Prestation de serment présidentielle : le Premier président de la Cour suprême souligne un moment fondateur pour la Nation

Conakry : À l’occasion de l’audience solennelle dédiée à la prestation de serment du Président de la République démocratiquement élu, le Premier président de la Cour suprême, M. Bangoura, a prononcé une allocution d’une portée institutionnelle majeure, marquant une étape déterminante dans l’histoire constitutionnelle de la République de Guinée.

Dès l’ouverture de son propos, le chef de la plus haute juridiction de l’ordre judiciaire a qualifié cette journée de « moment fondamental » pour la Nation, soulignant qu’elle consacre à la fois l’achèvement du processus électoral et l’entrée en vigueur effective d’un nouvel ordre constitutionnel. Il a précisé que cette séquence institutionnelle procède de l’expression souveraine du peuple guinéen, matérialisée par l’adoption de la Constitution du 26 septembre 2025, socle normatif suprême de l’État.

Dans un cadre empreint de solennité républicaine, la Cour suprême, en sa qualité de juridiction constitutionnelle de régulation et de garantie de la légalité républicaine, s’est réunie non pour exercer sa fonction juridictionnelle contentieuse, mais pour, selon les termes de son Premier président, « consacrer juridiquement le pacte républicain liant un citoyen investi de la magistrature suprême à la Nation, sous l’autorité de la loi ».

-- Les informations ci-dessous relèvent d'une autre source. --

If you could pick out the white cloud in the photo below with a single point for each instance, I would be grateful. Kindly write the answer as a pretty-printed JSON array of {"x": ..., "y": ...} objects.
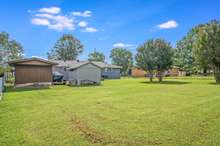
[
  {"x": 168, "y": 25},
  {"x": 57, "y": 22},
  {"x": 53, "y": 19},
  {"x": 122, "y": 45},
  {"x": 82, "y": 24},
  {"x": 90, "y": 29},
  {"x": 82, "y": 14},
  {"x": 50, "y": 10},
  {"x": 40, "y": 21}
]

Se référant expressément à l’arrêt n°020 du 4 janvier 2026, M. Bangoura a rappelé que la Cour suprême avait régulièrement proclamé les résultats définitifs de l’élection présidentielle, confirmant ainsi l’accession du Président élu à la magistrature suprême de l’État. Il a toutefois souligné que la légitimité électorale, bien que résultant du suffrage universel, ne constitue pas une finalité autonome, mais emporte des obligations constitutionnelles substantielles.

« La légitimité issue des urnes impose une responsabilité constitutionnelle majeure », a-t-il déclaré, rappelant les devoirs inhérents à la fonction présidentielle, notamment la garantie de la continuité de l’État, la sauvegarde de l’indépendance nationale, la préservation de l’ordre constitutionnel et la protection du processus démocratique.

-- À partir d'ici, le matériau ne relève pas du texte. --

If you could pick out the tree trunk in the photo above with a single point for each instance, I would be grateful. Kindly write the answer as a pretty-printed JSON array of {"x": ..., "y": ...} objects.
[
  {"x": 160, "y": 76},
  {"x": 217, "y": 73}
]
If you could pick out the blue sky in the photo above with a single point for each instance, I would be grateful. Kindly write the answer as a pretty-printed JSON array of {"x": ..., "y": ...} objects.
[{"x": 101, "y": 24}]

Le Premier président a par ailleurs mis en exergue la dimension historique et normative de la Constitution du 26 septembre 2025, qu’il a présentée comme le fondement juridique du vivre-ensemble, l’expression de la résilience collective du peuple guinéen et l’architecture d’une République rénovée, fondée sur la justice, la vertu publique et l’État de droit. Il a rappelé que cette loi fondamentale organise la répartition des compétences entre les pouvoirs exécutif, législatif et judiciaire, en consacrant le principe de séparation et d’équilibre des pouvoirs, ainsi que l’exigence de coopération institutionnelle dans le respect strict des prérogatives constitutionnelles de chacun.

Insistant sur la place cardinale de l’autorité judiciaire, M. Bangoura a réaffirmé l’impératif d’une justice indépendante, impartiale et accessible, condition essentielle de la paix sociale et de la sécurité juridique. Il a souligné qu’une institution judiciaire forte constitue un levier déterminant pour la consolidation de l’État de droit, la protection des droits fondamentaux et la promotion d’un climat propice à l’investissement public et au développement économique durable.

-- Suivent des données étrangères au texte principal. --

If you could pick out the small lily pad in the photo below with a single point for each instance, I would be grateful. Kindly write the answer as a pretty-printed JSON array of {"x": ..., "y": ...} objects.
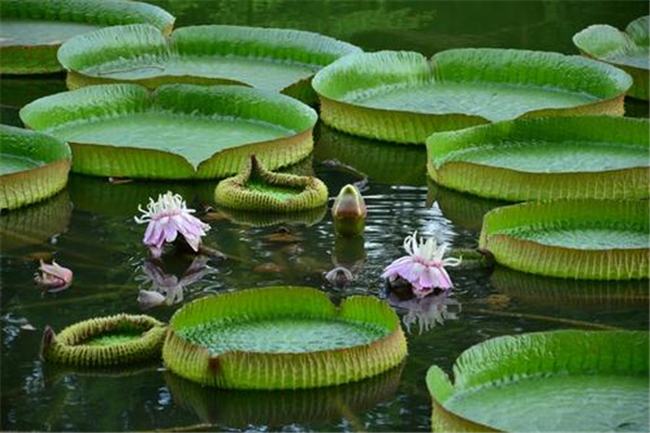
[
  {"x": 279, "y": 60},
  {"x": 257, "y": 189},
  {"x": 629, "y": 50},
  {"x": 547, "y": 158},
  {"x": 105, "y": 341},
  {"x": 33, "y": 166},
  {"x": 546, "y": 382},
  {"x": 282, "y": 338},
  {"x": 31, "y": 31},
  {"x": 581, "y": 239},
  {"x": 404, "y": 97},
  {"x": 179, "y": 131}
]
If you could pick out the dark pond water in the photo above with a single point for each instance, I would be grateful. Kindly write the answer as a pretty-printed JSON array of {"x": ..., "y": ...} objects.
[{"x": 89, "y": 227}]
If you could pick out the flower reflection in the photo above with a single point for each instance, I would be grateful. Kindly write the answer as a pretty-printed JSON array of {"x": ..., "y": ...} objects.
[
  {"x": 426, "y": 313},
  {"x": 168, "y": 288}
]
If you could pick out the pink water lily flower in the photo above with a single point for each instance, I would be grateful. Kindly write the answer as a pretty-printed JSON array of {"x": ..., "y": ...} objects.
[
  {"x": 167, "y": 218},
  {"x": 53, "y": 277},
  {"x": 423, "y": 267}
]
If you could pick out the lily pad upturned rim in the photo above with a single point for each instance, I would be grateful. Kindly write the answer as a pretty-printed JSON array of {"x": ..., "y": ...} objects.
[
  {"x": 599, "y": 41},
  {"x": 140, "y": 40},
  {"x": 519, "y": 184},
  {"x": 28, "y": 186},
  {"x": 233, "y": 192},
  {"x": 108, "y": 100},
  {"x": 67, "y": 347},
  {"x": 42, "y": 58},
  {"x": 561, "y": 261},
  {"x": 510, "y": 357},
  {"x": 385, "y": 68},
  {"x": 250, "y": 370}
]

En conclusion, le Premier président de la Cour suprême a invité le Président de la République élu à assumer pleinement sa fonction en tant que Président de tous les Guinéens, garant de l’unité nationale, de la cohésion sociale et de l’égalité de tous devant la loi. Il a rappelé que la prestation de serment revêt une valeur juridique, morale et constitutionnelle, engageant solennellement le Chef de l’État devant la Nation.

Conformément aux dispositions de l’article 59 de la Constitution du 26 septembre 2025, il a officiellement requis la comparution du Président élu devant la Cour suprême aux fins de prêter serment.